POVERA PATRIA/Il canto politico di Franco Battiato

Tra i più grandi artisti italiani viventi, dobbiamo certo annoverare Franco Battiato.

Filosofo, cantante, regista, pittore, politico, Battiato è il tipico intellettuale attento ad ogni campo artistico, che non tralascia però la politica e l’impegno sociale.

Ne sono testimonianza molte sue famose canzoni, come Bandiera Bianca, dove il cantante catanese, da un ipotetico palco rialzato, usa un megafono per arrendersi, sventolando appunto bandiera bianca alla corrotta società legata solo al denaro.

Povera Patria:

Povera Patria è un brano di grande spessore politico, contenuto nel disco del 1991 Come Un Cammello In Una Grondaia.

Quest’album, che vendette più di 250.000 copie, venne indicato come migliore disco dell’anno e Povera Patria fu premiata con la “Targa Tenco”, uno dei più prestigiosi premi musicali in Italia.

In questa canzone, Battiato attacca la casta politica italiana e gli italiani stessi, commentando i fatti a lui contemporanei con la solita eleganza e pacatezza che lo contraddistingue.

Importante, per l’anno in cui venne incisa (1991), è l’uso della parola “Patria”, fino ad allora quasi del tutto scomparsa nell’arte e nella politica, a causa delle orribili conseguenze a cui quella parola aveva portato durante il primo Novecento.
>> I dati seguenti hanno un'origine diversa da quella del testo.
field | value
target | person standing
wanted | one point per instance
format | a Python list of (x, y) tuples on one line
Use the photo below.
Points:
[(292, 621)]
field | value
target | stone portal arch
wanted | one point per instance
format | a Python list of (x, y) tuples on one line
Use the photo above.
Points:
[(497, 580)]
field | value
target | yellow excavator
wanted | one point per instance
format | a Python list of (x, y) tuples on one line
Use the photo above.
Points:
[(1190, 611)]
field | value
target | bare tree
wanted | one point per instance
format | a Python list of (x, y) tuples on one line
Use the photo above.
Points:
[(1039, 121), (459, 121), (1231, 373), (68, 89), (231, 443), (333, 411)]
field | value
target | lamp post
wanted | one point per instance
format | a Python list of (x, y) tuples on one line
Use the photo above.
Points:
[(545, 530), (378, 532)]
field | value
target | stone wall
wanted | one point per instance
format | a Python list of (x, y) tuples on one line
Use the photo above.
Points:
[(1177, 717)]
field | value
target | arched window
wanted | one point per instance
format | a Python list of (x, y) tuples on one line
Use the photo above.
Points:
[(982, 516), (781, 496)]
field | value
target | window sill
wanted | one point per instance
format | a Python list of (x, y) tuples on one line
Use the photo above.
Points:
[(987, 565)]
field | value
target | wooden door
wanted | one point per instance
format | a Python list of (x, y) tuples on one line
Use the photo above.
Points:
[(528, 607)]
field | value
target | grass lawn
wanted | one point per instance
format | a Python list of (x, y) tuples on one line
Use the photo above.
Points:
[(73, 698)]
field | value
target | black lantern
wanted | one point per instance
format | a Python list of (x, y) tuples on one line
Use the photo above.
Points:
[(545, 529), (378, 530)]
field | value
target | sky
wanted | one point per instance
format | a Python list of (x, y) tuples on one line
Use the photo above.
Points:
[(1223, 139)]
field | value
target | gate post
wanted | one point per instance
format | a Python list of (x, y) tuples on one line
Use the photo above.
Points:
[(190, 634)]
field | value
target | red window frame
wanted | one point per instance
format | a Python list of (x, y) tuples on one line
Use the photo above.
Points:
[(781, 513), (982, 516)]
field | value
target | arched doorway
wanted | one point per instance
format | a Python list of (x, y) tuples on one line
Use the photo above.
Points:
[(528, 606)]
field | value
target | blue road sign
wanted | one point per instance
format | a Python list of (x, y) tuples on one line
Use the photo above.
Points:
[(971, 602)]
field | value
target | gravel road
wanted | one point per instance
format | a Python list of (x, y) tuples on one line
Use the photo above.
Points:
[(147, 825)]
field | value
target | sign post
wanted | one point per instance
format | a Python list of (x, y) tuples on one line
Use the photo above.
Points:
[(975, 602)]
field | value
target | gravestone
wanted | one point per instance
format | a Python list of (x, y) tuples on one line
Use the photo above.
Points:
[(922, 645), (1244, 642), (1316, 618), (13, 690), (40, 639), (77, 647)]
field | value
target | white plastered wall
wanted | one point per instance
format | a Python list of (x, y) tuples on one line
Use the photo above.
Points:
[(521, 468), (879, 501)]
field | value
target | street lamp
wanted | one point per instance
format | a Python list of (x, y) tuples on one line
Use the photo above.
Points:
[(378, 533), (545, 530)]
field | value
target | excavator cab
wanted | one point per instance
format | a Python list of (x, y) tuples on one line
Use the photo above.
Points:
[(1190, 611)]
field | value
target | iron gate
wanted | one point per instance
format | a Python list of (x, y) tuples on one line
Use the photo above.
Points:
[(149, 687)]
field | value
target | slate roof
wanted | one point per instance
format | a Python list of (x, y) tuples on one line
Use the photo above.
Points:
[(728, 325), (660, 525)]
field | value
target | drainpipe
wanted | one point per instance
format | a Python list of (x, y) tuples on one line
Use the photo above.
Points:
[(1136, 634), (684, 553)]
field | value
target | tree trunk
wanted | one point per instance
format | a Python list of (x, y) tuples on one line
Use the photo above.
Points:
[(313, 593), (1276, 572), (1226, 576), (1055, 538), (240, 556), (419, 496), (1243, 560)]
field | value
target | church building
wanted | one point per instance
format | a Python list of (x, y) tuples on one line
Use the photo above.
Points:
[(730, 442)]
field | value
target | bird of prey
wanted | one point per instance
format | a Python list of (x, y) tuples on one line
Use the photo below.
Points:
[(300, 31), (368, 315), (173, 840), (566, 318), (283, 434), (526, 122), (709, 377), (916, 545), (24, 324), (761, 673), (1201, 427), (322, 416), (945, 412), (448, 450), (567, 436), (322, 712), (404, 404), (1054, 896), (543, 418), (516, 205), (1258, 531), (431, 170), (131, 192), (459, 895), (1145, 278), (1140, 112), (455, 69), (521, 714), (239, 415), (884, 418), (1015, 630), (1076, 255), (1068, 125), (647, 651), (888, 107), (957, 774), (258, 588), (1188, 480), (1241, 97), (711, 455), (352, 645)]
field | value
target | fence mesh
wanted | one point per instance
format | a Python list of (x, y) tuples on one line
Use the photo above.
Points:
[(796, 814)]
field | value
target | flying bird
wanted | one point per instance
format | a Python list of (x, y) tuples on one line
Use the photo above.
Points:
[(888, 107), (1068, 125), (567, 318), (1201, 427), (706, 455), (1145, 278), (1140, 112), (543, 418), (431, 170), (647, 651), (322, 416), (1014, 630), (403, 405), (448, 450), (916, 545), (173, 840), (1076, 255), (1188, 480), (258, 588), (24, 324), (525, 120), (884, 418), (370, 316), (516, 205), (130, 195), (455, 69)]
È Battiato uno dei primi a ridare nuove vita e nuovo significato alla parola “Patria”.

Il testo:

Con parole del tutto inusuali ad una canzone, Franco Battiato dedica la prima strofa di Povera Patria ai politici che, potendo fare tutto, schiacciano con la loro fame di potere lo Stato che invece dovrebbero amministrare:

Povera patria! Schiacciata dagli abusi del potere
di gente infame, che non sa cos’è il pudore,
si credono potenti e gli va bene quello che fanno;
e tutto gli appartiene.

Dopo aver attaccato di nuovo la casta dei politici, il cantante catanese si rivolge ai governati, ai suoi fratelli concittadini che non hanno voce nelle decisioni di palazzo. Riferendosi ai morti di mafia che, ai tempi in cui venne scritta la canzone, affollavano le vie, Battiato chiede ai suoi connazionali perché sembrino così indifferenti di fronte alla morte altrui:

Tra i governanti, quanti perfetti e inutili buffoni!
Questo paese è devastato dal dolore…
ma non vi danno un po’ di dispiacere
quei corpi in terra senza più calore?

Nel ritornello, il cantante catanese esprime un timore personale, cioè che nulla cambi; ma nel secondo verso compare una piccola luce di speranza:

Non cambierà, non cambierà
no cambierà, forse cambierà.

Battiato prosegue l’invettiva contro i propri connazionali, da lui accusati di iniziare inutili risse negli stadi e di diffondere odio tramite i giornali. I suoi concittadini vengono definiti maiali che con uno stivale (simbolo dell’Italia stessa) affondano nel fango, metafora del male da loro stessi creato. Alla fine della strofa, il cantante ammette di vergognarsi delle umili condizioni in cui si trovano molti suoi fratelli:

Ma come scusare le iene negli stadi e quelle dei giornali?
Nel fango affonda lo stivale dei maiali.
Me ne vergogno un poco, e mi fa male
vedere un uomo come un animale.

Nel secondo ritornello, il cantante modifica in parte quanto detto nel ritornello precedente: pur rimanendo il timore che nulla cambi, lo spiraglio di speranza ha ora più vigore:

Non cambierà, non cambierà
sì che cambierà, vedrai che cambierà.

Nel finale della canzone, Battiato cavalca l’onda di speranza appena aperta e spera di vivere abbastanza da vedere un cambiamento. Tuttavia, il verso finale riporta alla realtà dei fatti: nonostante la speranza appena espressa, la primavera (metafora della nuova vita, del cambiamento) tarda ad arrivare:

Voglio sperare che il mondo torni a quote più normali
che possa contemplare il cielo e i fiori,
che non si parli più di dittature
se avremo ancora un po’ da vivere…

La primavera intanto tarda ad arrivare.